As the four-year bull run in the Indian market went into a sharp correction early this year, foreign investors quietly withdrew part of their holdings in leading stocks while retail investors bought into them.
Domestic investors(including institutions, MFs and retail investors)were net buyers in those top companies. These entities together bought around 1.1 percentage point stake in these companies, the highest ever in 28 quarters. During the quarter, retail investors too increased their stake by 0.4 percentage points to 14.4%, the first hike in stakes in two years.
On the other hand, FIIs continued to sell these stocks and reduce their stake for a third quarter running, taking it down by 2.6 percentage points from the September 2005 high, the report noted. Interestingly, FII stake in the top 20 holdings were up significantly to 71.3%, compared to 70% as of December 2007.
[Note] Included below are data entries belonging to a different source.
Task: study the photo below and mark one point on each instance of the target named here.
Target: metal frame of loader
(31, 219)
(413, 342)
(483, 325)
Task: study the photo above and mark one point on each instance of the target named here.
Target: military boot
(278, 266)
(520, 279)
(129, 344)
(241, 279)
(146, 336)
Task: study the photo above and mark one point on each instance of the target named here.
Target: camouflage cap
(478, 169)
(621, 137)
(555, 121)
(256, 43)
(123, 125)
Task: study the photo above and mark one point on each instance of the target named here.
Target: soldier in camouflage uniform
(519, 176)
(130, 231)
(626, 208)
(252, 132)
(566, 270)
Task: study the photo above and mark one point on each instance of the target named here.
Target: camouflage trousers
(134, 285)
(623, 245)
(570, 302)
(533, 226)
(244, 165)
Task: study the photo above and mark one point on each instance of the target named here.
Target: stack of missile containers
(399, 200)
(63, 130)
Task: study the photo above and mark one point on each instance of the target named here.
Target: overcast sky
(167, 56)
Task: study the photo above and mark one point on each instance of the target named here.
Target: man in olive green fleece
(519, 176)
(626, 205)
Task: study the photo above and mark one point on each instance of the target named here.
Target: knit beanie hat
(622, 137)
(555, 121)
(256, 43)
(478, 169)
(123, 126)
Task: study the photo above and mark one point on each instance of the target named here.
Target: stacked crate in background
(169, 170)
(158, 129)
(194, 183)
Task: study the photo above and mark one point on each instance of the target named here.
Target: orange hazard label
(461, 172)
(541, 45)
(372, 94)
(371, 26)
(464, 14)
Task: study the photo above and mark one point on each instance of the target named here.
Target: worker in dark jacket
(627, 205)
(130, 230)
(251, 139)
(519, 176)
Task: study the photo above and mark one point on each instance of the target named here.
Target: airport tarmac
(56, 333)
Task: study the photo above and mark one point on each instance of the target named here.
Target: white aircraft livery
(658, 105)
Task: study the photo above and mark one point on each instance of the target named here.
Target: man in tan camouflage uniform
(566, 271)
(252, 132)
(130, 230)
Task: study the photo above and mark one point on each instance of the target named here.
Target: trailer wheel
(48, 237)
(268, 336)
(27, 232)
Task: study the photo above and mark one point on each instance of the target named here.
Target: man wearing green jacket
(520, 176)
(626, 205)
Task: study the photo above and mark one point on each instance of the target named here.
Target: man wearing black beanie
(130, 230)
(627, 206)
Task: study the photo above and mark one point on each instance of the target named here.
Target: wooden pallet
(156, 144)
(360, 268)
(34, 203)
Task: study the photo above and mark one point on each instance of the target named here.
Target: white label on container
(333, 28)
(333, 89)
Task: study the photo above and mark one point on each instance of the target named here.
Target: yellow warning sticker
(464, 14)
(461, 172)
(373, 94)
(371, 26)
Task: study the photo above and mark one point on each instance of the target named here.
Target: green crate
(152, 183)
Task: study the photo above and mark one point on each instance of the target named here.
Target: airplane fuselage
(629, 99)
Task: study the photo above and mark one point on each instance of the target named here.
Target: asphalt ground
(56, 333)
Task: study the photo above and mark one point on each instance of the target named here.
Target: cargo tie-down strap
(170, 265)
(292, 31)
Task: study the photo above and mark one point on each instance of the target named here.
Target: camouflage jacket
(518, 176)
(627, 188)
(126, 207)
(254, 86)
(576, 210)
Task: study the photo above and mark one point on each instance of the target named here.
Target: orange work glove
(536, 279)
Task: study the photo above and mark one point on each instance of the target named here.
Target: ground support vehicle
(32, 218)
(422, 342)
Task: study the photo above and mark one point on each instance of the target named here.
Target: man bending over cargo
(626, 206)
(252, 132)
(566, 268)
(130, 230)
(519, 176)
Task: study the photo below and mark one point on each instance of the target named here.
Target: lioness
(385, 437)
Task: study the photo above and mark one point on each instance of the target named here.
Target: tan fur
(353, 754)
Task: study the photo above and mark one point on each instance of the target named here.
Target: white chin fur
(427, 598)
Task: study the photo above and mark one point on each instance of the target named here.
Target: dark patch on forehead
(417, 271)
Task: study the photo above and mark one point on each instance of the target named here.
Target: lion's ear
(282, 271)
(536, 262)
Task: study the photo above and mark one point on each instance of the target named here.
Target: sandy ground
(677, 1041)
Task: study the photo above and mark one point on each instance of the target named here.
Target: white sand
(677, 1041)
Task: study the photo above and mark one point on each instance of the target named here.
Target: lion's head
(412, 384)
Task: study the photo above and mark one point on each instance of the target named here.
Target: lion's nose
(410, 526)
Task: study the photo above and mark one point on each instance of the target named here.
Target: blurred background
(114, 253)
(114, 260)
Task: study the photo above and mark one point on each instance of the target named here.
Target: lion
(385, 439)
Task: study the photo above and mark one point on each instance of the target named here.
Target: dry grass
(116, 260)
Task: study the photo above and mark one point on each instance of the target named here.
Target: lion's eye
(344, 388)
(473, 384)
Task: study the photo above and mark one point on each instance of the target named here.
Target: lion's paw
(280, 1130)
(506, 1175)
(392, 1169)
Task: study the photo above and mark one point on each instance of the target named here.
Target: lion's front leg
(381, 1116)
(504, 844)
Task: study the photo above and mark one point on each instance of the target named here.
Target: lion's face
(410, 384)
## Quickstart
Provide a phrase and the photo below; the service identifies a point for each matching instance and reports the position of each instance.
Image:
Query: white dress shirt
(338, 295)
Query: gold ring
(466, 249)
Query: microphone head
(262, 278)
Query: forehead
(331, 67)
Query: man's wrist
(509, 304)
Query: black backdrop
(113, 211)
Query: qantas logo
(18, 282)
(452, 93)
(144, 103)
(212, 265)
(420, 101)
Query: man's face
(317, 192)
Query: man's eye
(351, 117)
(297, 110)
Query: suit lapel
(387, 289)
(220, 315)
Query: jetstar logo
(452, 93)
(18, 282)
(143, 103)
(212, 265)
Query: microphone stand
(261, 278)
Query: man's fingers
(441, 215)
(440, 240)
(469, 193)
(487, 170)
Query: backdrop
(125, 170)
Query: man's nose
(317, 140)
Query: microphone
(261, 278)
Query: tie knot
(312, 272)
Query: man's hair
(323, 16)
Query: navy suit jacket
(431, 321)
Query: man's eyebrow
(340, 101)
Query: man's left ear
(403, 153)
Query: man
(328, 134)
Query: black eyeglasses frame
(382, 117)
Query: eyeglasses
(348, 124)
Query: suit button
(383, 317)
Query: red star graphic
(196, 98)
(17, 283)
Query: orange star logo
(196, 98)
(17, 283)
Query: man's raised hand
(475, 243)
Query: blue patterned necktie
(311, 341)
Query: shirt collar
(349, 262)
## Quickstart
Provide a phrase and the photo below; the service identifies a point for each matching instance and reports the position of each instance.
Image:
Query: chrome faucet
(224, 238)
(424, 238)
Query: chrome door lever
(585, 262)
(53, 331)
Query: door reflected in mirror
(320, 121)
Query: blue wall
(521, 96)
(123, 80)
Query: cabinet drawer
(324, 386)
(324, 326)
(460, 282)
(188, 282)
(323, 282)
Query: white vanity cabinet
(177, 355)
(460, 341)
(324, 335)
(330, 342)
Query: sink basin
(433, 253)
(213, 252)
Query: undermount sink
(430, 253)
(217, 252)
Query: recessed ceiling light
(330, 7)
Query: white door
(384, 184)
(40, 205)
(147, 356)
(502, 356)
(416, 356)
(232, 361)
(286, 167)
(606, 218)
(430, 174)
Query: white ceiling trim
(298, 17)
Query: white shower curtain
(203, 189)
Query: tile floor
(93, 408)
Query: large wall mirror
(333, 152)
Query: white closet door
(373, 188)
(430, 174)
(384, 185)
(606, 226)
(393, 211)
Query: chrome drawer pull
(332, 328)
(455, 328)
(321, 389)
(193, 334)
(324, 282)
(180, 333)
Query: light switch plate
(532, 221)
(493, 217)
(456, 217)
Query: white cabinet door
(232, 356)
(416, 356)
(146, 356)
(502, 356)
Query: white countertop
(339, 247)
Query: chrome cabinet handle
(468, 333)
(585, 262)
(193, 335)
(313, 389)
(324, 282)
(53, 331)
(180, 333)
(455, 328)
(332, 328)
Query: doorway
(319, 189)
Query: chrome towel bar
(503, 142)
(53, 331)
Retail investors have been buyers of these top companies’ stocks in only seven out of the past 28 quarters, since the ownership data was first disclosed, in contrast to FIIs, which have been buyers in 17 of these 28 quarters.
Apart from reducing their stakes in the 75 top companies, FIIs also continued to churn their portfolios at the individual stock level as well as at the sector level, the Morgan Stanley report said. At the sectoral level, FIIs appear to be overweight in just three sectors — telecom, financials and consumer discretionary.